Hubble’s Law is an empirical fact about photons we receive in our telescopes, but it’s implications are profound: the universe is expanding.
Dr. Carroll claims that observed galaxies are representative of the entire universe.
This is not true. We cannot know this. The entire Big Bang theory is based on this Big Bang Delusion. Big Bang is a hoax perpetuated by physicists. There is no passage from the local to the universal without crossing over to charlatanism.
So how many rational people do we need to counter the authority of Dr. Carroll? I am asking because I want to start a page here and have people join in and contribute to the scientific questioning of the Big Bang.
I assume that we need to “weigh” somehow the number of people who do not believe that local is representative of total so that we can convert their lowly amateur authority to the highly professional authority of Doctor Carroll.
So if, say 10 thousand people joined and said local is not representative of total, would that be enough to counter Dr. Carroll’s doctoral authority? Ten thousand to one? Probably not. I believe that if the entire world (except physicists) joined in saying that local is not total this one Doctor’s authority will still prevail. Yes, that’s how much ancient authority these doctors enjoy.
But the same Doctor’s authority will crumble if a doctor of physics with a higher authority index claimed the opposite. So, if uber physicist the famous Hawking suddenly decided to switch to science from entertainment and issued a statement that local is not total, Dr. Carroll’s authority will crumble. Or more likely Dr. Carroll will swiftly switch sides and claim to have never made the assumption that local is total. These are minor academic positionings that doctors do automatically, we won’t even notice.

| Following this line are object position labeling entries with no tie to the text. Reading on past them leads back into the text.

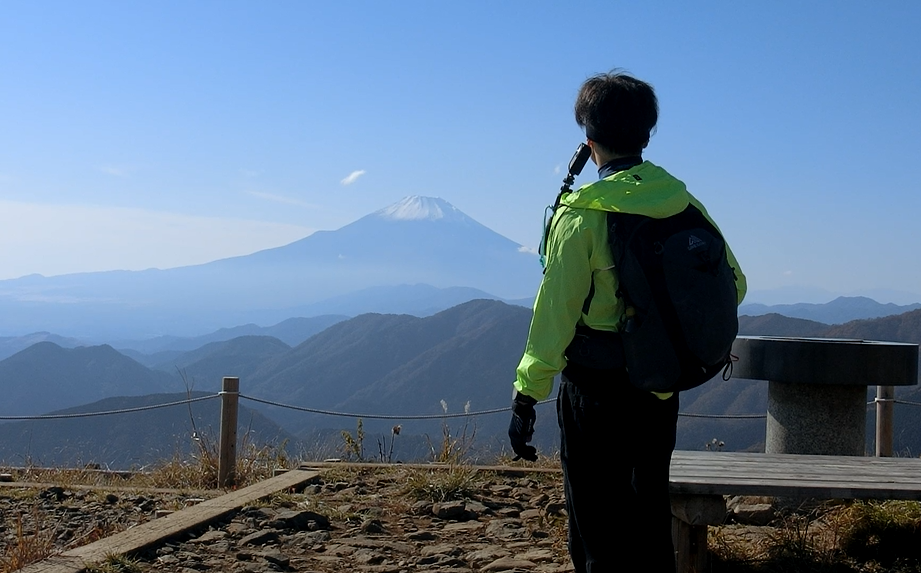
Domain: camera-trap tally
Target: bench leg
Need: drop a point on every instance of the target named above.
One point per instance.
(690, 546)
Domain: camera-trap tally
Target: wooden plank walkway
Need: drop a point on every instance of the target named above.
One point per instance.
(146, 534)
(788, 475)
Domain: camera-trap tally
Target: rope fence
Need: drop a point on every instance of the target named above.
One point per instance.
(323, 412)
(230, 396)
(110, 412)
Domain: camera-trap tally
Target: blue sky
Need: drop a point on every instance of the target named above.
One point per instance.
(159, 134)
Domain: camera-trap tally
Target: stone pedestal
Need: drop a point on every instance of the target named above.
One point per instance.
(817, 388)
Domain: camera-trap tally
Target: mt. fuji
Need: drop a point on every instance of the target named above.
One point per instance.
(418, 240)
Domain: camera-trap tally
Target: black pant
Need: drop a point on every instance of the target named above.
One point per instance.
(617, 443)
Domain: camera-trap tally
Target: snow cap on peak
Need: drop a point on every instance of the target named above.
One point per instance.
(415, 207)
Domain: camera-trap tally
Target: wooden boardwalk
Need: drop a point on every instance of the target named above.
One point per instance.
(152, 532)
(789, 475)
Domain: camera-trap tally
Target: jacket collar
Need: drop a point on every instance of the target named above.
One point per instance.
(619, 164)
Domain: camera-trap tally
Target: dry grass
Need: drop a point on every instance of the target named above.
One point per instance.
(31, 542)
(454, 483)
(116, 564)
(855, 537)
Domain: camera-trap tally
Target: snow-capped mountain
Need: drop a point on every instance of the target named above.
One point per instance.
(418, 240)
(414, 208)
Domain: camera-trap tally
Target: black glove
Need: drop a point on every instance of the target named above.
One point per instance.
(521, 428)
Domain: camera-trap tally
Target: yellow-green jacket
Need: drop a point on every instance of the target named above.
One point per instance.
(577, 253)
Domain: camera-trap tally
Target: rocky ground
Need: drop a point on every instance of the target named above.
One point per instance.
(378, 521)
(401, 519)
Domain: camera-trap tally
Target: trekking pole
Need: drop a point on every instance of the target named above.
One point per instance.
(576, 164)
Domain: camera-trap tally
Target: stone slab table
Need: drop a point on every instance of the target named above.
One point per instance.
(817, 388)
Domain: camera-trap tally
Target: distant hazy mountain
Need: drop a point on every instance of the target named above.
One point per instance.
(10, 345)
(292, 332)
(239, 357)
(798, 294)
(136, 439)
(842, 309)
(46, 377)
(400, 364)
(774, 324)
(418, 240)
(417, 300)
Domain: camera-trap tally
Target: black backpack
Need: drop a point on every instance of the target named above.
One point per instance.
(680, 296)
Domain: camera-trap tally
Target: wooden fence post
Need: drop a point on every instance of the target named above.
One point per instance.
(227, 455)
(884, 397)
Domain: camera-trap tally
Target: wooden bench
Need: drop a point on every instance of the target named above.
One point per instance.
(699, 480)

Dr. Carroll will no doubt claim to on the side of observations. Yes, he will claim that his authority does not matter, it is the authority of observations that counts. He will position himself as the righteous defender of observations. He is the tireless defender of principles of physics which includes an absolute faith in experiments and observations.
But we are not disputing Hubble’s observations. We assume that Hubble observed galaxies. We agree with the great words of Dr. Carroll, yes, indeed empirical photons have been received by Edwin Hubble’s telescope. Granted. And we assume that Hubble observed galaxies expanding. Granted. So both Dr. Carroll and we are in agreement on observations. We are on the same page re observations.
But we are not in agreement on the hidden assumption that Dr. Carroll is making. His hidden assumption is that local is total. So can we make this explicit? Let’s try. Dr. Carroll writes
1. Hubble’s Law is an empirical fact about photons we receive in our telescopes
2. but it’s implications are profound.
3. the universe is expanding.
Great reasoning! Right out of the book of scholastic polemics 101. Anyways, number 2 is just rhetorical decoration so we can ignore it. So Dr. Carroll really says
1. Galaxies are expanding
2. The universe is expanding
So here, given = local galaxies are expanding
and, profound Doctoral conclusion = The universe is expanding
Or with the hidden assumption
1. Galaxies are expanding
***** A MIRACLE OCCURS HERE! ****
3. Therefore, totality is expanding.
Yes, this is the type of miraculous reasoning that doctors of religion also have been using to prove their ideology of god.
I would like to know then your suggestion about how many rational people who detest doctoral hidden assumptions are needed to counter Dr. Carroll’s Big Bang Delusion.
I counted about 500 people here already who rejected Big Bang on various scientific grounds. Well, we see that 500 to 1 is not enough. The reason is that Dr. Carroll is a defender of orthodoxy, in his own words. And as in the Catholic Church, when you defend the orthodoxy, i.e. what is right by fiat, you are supported by the authority of the institution whose orthodoxy you are defending. In this case the media-state-military-physics complex is the institution who owns the Big Bang. So actually, Dr. Carroll’s authority is the authority of the office, not an individual doctor’s authority. So this appears to be more complex than I thought. Your advice is welcome.